Hello PPMA members and Friends,
Leadership in the public sector has never been more under the spotlight, never been more demanding and never been more subject to scrutiny. So at PPMA we thought it was time for a different sort of scrutiny. Our latest contribution to the debate on leadership issues in the public sector is our collaboration with CIPD on a new research report, published today: Leading culture change: employee engagement and public service transformation.
The report debunks the myth of town hall bureaucrats and highlights how chief executives and HR Directors in a range of local service organisations are leading efforts to transform service delivery in line with central Governments’ localism agenda. It highlights the priority Chief Executives are placing on involving staff in creating new values that underpin the new customer-centric service delivery cultures they are trying to build.

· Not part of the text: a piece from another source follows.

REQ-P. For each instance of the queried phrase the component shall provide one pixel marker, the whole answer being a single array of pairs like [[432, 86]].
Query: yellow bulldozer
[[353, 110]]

The research demonstrates that a radical reengineering of public service delivery, coupled with cost cutting, can’t happen overnight-it involves changing public sector values and culture, as well as organisation design, and how people are managed from the boardroom to the front line.
The research used as its framework the four key enablers of engagement identified by David MacLeod in his report Engaging for success: Enhancing performance through employee engagement:
· Organisational purpose-do senior leaders and managers set out a clear organisational purpose through a strategic narrative people in the organisation can understand and buy into?
· Integrity-to what extent is there a sense of integrity underpinned by behaviour throughout an organisation that is consistent with its stared values?
· Engaging managers-do managers at all levels have the people management skills to win employees’ hearts and minds?
· Voice-do employees believe they can feed their views and ideas upwards to senior managers and feel that their opinions are respected?
I am heartened by one of the conclusions in the report, that a number of councils, fire and police authorities “are doing a remarkably good job” in facing up to the challenge of the changes and the cuts required without fundamentally undermining morale and damaging services. One of the clear messages in the report is about the need to be straight with staff about the scale of the challenges and to begin to build a convincing story about future direction.
I am heartened too that HR appears to be at the heart of the transformation process, making extensive use of OD skills , either in the shape of OD specialists, or through senior HR generalists , to deliver a range of services well beyond the traditional HR function. The report concludes that the HR function in local government, police and fire services is responding to the increased pressures and expectations placed on it and, as a result is enjoying increased authority and respect from colleagues.
This research and the rich organisational stories it shares gives us all important food for thought. You can access a copy of the report here . If you are one of those HR bravehearts who have already put your head above the organisational parapet, this research tells you that you are not alone. If you are still thinking about it-be inspired!